Partner Steel: called with a super odd ball question. Got the secretary and then right to the head guy who gave me great advice, sent me hand drawn diagrams for my propane pluming, and cut and made a 12 foot hose. Really gave me the time of day after I had made my purchase. I wish i could say i'll be back but their product reputation is that I won't need to.

Patagonia; Sent back torn jacket for a fix. Added some king size candy bars. Fixed at reasonable cost, week and a half turn around time, and fully re-waterproofed.

So that's my .02


----------



## dirtbagkayaker (Oct 29, 2008)

I'll second the thumbs up to partner steel. 

I once lost a piece to one of their stoves. I had borrowed the stove so I was all worried about returning the stove to the owner. I called partner steel and they sent me a new piece. They never charged me even though they took my CC information. I called back a month later just in case they made a mistake and they said. "don't worry about it." 

Good ppl for sure.


----------



## Paul7 (Aug 14, 2012)

dirtbagkayaker said:


> I'll second the thumbs up to partner steel.
> 
> I once lost a piece to one of their stoves. I had borrowed the stove so I was all worried about returning the stove to the owner. I called partner steel and they sent me a new piece. They never charged me even though they took my CC information. I called back a month later just in case they made a mistake and they said. "don't worry about it."
> 
> Good ppl for sure.


Way to take care of borrowed gear! 

Sent from my SM-G900V using Mountain Buzz mobile app


----------



## KSC (Oct 22, 2003)

Maybe I'm a sucker, but I've never gotten any value out of a lifetime warranty policy. The product either fails early or fails due to wear and tear. Companies that provide a repair service is nice, but even then, it's often not worth the cost due to technology advancements or other issues. 

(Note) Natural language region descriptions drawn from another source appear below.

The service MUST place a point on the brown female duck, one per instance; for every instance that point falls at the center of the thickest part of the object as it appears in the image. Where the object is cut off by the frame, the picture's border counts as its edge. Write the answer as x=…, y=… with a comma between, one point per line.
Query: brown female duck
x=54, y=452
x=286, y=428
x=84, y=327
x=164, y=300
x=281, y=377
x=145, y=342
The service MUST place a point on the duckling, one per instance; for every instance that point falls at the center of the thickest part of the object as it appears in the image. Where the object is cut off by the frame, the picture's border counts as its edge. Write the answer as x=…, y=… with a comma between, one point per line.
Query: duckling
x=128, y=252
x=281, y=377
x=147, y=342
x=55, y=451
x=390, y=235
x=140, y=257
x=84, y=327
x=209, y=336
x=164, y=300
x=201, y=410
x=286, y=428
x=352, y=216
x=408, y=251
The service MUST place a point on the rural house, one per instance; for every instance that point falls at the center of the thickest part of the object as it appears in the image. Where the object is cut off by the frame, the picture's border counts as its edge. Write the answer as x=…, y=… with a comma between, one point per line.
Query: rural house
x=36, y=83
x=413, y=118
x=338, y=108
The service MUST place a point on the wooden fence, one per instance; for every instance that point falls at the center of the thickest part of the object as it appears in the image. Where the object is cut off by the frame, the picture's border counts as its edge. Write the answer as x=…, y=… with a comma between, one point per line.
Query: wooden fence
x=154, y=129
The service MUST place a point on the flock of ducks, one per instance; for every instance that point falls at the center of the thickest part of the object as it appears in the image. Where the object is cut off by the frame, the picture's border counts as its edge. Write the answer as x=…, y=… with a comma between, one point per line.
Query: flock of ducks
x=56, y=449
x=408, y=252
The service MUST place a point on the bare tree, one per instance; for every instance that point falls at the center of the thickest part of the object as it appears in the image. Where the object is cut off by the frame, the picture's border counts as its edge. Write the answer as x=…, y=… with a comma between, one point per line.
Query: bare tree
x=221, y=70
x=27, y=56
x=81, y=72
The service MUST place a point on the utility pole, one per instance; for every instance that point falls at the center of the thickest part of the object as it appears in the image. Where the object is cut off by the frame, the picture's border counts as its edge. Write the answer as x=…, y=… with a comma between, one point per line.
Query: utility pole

Recently I had a cheap zipper repair done at Boulder Mountain Repair and it made me wonder if it's even worth the premium paid for products that provide their own repair services vs. buying something at half the price and having a shop like that repair it.


----------



## Paul7 (Aug 14, 2012)

My wife's North Face snow boot completely came apart the whole rubber bottom half ripped off of the leather upper. These are not warranteed but for a year and she had them way longer than that. I called em up and asked if they have seen that before and they didn't deny that it has happened before and they replaced it with out even being asked. I was pretty stoked. 

Sent from my SM-G900V using Mountain Buzz mobile app


----------



## nessles (Sep 8, 2011)

Thanks for all the input guys! 

@dirtbagkayaker - very interesting to hear about that business model. I can totally understand how the markup allows the business to be profitable, but did purchasers ever call the company out on having such a high defect rate from the factory?

@tripple - great info in that list. 

Lots of mentions of the premium price for premium gear & whether it's worth it or not. Definitely something to think about. I guess it depends on the type of product and how much the company will stand behind it in the future..

What major whitewater gear companies have lifetime warranties aside from Kokatat and Watershed?


----------



## Paul7 (Aug 14, 2012)

Lifetime warranties are pretty great and I've definitely benefited from them even when it was my own fault (sorry Orvis).

But how much are we paying for these warranties considering how some would abuse the generosity. If the same gear would cost a 1/3rd less if say a 5 year warranty was given vs lifetime would that be a better deal? Can we really expect a coat to last a lifetime or shoes or anything?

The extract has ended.